The Liberal government just dropped its fourth and final budget before the October election, and it has some good news for current and former students.
In response to “higher tuition and living costs” and the massive amount of student debt many graduates are carrying, the federal budget announced sweeping changes to how interest is charged on student loans through the Canada Student Loans program.
The Feds plan to lower the floating interest rate — which is used by 99% of student borrowers — to prime. Currently its 6.45%, or prime rate + 2.5%.
Student loan borrowers currently have the option to choose between a variable interest rate, which fluctuates, or a fixed interest rate, which stays the same for the full duration of a student loan.
Borrowers with a fixed interest rate currently pay 8.95% or prime + 5%. It will now be lowered to prime + 2.0%.
The Feds say the average student loan borrower can expect to save approximately $2,000 over the lifespan of their loans, and the program will help over a million borrowers.
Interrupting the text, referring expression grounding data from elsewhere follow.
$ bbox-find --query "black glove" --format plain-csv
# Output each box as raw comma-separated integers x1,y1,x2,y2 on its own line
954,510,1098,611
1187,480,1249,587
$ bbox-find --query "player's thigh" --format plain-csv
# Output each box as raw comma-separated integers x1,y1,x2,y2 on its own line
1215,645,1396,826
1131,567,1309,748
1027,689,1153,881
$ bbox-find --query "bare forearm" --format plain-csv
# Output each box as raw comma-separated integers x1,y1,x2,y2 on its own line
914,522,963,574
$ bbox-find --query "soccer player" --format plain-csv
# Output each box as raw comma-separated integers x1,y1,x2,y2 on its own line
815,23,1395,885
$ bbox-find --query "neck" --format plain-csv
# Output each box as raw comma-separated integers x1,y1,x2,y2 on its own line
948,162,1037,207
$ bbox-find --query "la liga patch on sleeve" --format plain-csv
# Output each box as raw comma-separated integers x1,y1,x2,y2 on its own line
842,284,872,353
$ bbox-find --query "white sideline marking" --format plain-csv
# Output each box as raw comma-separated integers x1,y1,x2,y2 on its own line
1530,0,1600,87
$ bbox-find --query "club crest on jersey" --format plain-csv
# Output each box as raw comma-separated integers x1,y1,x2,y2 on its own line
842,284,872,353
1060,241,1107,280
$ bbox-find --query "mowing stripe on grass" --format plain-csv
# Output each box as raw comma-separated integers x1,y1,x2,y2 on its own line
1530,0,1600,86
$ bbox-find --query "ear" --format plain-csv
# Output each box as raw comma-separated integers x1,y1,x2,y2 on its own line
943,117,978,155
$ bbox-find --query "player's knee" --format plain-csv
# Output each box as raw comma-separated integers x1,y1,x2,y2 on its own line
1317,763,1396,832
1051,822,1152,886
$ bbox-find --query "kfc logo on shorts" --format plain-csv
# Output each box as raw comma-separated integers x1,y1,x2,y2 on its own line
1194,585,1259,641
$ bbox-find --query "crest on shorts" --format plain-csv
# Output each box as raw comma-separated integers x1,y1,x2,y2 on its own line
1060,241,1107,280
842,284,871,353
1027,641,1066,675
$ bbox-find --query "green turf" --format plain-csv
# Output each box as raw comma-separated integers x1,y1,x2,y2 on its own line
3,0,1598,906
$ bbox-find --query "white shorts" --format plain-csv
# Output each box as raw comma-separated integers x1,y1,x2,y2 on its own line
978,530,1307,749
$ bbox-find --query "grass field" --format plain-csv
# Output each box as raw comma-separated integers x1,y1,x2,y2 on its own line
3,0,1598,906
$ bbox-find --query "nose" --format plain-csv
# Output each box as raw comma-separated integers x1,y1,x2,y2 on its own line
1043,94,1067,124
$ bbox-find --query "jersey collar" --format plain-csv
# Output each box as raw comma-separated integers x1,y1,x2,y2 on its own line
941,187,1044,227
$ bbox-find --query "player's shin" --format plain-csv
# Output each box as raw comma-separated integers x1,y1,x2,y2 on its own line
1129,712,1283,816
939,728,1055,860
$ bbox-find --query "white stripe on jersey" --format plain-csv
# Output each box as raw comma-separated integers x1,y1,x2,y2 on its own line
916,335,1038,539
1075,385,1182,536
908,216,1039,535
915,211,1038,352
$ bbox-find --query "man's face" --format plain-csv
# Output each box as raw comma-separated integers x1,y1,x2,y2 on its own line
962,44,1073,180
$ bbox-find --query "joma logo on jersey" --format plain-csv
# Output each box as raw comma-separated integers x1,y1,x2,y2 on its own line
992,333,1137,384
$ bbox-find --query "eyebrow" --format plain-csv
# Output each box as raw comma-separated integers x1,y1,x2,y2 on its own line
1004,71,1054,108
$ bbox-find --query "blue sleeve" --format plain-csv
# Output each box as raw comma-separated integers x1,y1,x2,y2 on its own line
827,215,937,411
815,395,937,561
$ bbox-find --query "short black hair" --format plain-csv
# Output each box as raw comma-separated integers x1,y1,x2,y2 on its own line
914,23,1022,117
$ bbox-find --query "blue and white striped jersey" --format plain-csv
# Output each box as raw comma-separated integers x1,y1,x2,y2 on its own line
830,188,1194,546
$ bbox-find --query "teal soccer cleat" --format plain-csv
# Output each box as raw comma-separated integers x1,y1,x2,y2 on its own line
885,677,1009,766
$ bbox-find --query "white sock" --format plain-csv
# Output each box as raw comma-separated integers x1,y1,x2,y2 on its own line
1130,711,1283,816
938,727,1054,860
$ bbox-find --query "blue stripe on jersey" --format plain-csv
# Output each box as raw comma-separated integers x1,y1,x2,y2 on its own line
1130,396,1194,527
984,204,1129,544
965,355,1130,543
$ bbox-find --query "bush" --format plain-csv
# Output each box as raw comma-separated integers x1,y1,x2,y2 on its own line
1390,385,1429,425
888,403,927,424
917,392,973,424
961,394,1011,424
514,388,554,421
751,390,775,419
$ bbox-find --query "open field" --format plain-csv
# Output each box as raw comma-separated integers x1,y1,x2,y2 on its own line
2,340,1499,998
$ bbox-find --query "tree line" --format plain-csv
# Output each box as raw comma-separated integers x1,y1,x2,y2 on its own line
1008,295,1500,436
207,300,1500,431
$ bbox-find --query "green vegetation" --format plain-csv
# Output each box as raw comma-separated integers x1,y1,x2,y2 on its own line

New grads will also get a break in the form of an interest-free grace period. Currently, students have six months after graduation before they are required to begin repayment, but interest is still collected. Now interest will no longer be collected in that timeframe.
Students who take a temporary leave from their studies for things like having a child or mental health challenges will also be given an interest-free break from repaying.
Students making less than $25,000 per year will continue to be exempt from repayment.
The changes will cost $1.7 billion over five years, starting this year, at a yearly cost of $375-million.